Song in the Silence
- Author: Elizabeth Kerner
- Cover artist: Peter Bollinger
- Language: English
- Series: Lanen Kaelar
- Genre: Fantasy novel
- Publisher: Tor Fantasy
- Publication date: 1997
- Publication place: America
- ISBN: 0-8125-6875-3
- OCLC: 48397097
- Preceded by: -
- Followed by: The Lesser Kindred

= Song in the Silence =

1997 novel by Elizabeth Kerner

Song in the Silence is the debut novel of Elizabeth Kerner, and the first book in the Kolmar series. It was published in February 1997 by Tor Books.

== Plot summary ==

Lanen Kaelar is a young woman who has been raised in Hadronsstead, believing that Hadron (the horse-breeder) was her father. She leads an unhappy life as she secretly longs to meet the Dragons of legend, for which she has had a powerful fascination, but she is forced to remain at Hadron's farm.

When Hadron eventually dies, she feels freed. After an abrupt proposal from her cousin (who gets a bruise from her fist in response), she leaves to seek out the True Dragons of legend. On the journey she learns that her true father Marik has promised her as a demon sacrifice since before her birth, in payment for the making of an artifact that allows the user to see distant people and places.

She finds a ship to the Dragon Isle for the Lansip harvest that used to occur every ten years, but no ship has returned from the trip in over 100 years due to the violent storms that lie between Kolmar and the Dragon Isle. After travelling on the ship with her father Marik lurking dangerously on board, she makes it safely to the Dragon Isle and meets Akhor, the mighty silver-scaled king of the Kantri (known to humans as "dragons"). She seeks him out with the two words that she utters on instinct, that he respects her instantly for; 'My brother?' Akhor, weary of the 'ferrinshadik' (a longing to know the mind of another species, similar to what Lanen herself feels), reveals himself, and discovers that Lanen alone of the humans (Gedri) he has ever known, is capable of hearing and replying in Truespeech, the Kantri form of telepathy. It is a trait all the Kantri share.

Lanen meets Akhor, and for the first time since the Kantri departed the mainland, Kantri and Gedri are once again communicating with one another. Their meetings must be secret and both must break the rules of their people in order to meet with each other.

In a madly short time they fall in love, knowing even as it happens that it is folly. When Lanen is horribly burned while helping Mirazhe, another of the Kantri, to give birth to the first dragon child born for many years, Akhor is terrified that she will die of her injuries and reluctantly delivers her into the hands of the only healer on the island - an ally of Marik's.

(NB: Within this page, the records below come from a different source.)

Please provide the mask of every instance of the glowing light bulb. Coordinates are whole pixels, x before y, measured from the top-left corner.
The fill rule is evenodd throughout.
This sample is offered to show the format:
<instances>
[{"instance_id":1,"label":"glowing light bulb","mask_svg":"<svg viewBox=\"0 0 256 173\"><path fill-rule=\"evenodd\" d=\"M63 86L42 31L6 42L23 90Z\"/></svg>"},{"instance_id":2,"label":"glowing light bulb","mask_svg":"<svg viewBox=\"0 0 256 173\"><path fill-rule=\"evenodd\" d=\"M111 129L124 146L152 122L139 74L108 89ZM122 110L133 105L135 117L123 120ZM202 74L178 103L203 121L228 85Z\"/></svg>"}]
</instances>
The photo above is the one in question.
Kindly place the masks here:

Lanen is swiftly healed by the skilled ministrations of Marik's Healer, Maikel (Healers are humans who can wield a magical power to heal others), but is then spirited away by Marik, who intends to sacrifice Lanen to a demon in order to pay off a dark debt he has long owed. Lanen is kept ensorcelled and unable to call for aid, but Akhor learns of her plight from Rella, a human who came to the island ostensibly to gather Lansip leaves (which are worth their weight in silver due to their special healing properties), but she is actually a member of an order of spies, and she was hired to protect Lanen.

Akhor saves Lanen in the nick of time, slaying the demon lord Lanen was to be sacrificed to, but Marik and his demon-caller ally Caderan avoid Akhor's notice.

The assembled Council of the Kantri soon learn of Lanen and Akhor's love, and their transgressions, and are prepared to sentence them to exile or death when Lanen manages to sway them incline them to mercy with an impassioned speech in defense of their actions.

However, during Lanen's speech, Marik, consumed by greed, comes and steals the Soulgems of the Lost, a precious and irreplaceable treasure of the Kantri, while they are distracted. Akhor and two other of the Kantri pursue Marik back to his camp and a battle ensues, for Marik and his demon-calling servant Caderan had prepared for the possibility of a fight and so had demonic powers and items ready to oppose the Kantri with. Caderan is slain and Marik is driven insane, but Akhor suffers terrible wounds at Marik's hands and Rishkaan, one of the other kantri present at the fight, is killed.

Akhor as an entity dies of his wounds, but he is mysteriously transformed into human form. Together they travel back to Kolmar and are eventually married.